Moscow has welcomed the decision by the International Olympic Committee (IOC) saying it was grateful that it had not imposed a complete ban on Russia competing at the Rio Games.
Russian Sports Minister Vitaly Mutko, described the decision as “objective” but “very tough” and also stressed that doping is a global problem.
“This is a very important decision and it seems to me that it has been taken in the interest of unity within the sport world….because doping is an evil on a world scale. It is not only a Russian problem.”
To comply with the IOC decision of leaving it up to individual sports federations to decide whether an athlete can compete, the 28 federations have just 12 days to carry out an individual analysis of each competitor’s anti-doping record.
“If they had taken a negative decision, I would have been 100 percent certain that that was the beginning of the decline of the Olympic movement.
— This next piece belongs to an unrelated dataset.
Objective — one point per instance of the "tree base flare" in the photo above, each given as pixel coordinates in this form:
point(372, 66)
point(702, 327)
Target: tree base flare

But credit where credit is due: the IOC has taken a very reasonable decision,” said former Russian figure skating champion Irina Rodnina.
The International Association of Athletics Federations has already ruled that Russian track and field athletes will not compete at the Games, but the door is now open in other sporting disciplines.
Olympic pole vault champion Yelena Isenbayeva was critical of the situation and said she won’t be watching the Games.
“I will temporarily disappear. I need to mull this over. It is difficult because it is not fair because this decision is being taken for us due to other people’s mistakes. Of course I will not watch the pole vaults. Any girl that wins in Rio I will consider second, because so far nobody has jumped higher than me.”
The IOC has come under fire in other quarters too. The US’s anti doping agency (USADA) said the committee had failed to show strong leadership while several high profile athletes said the IOC had been spineless.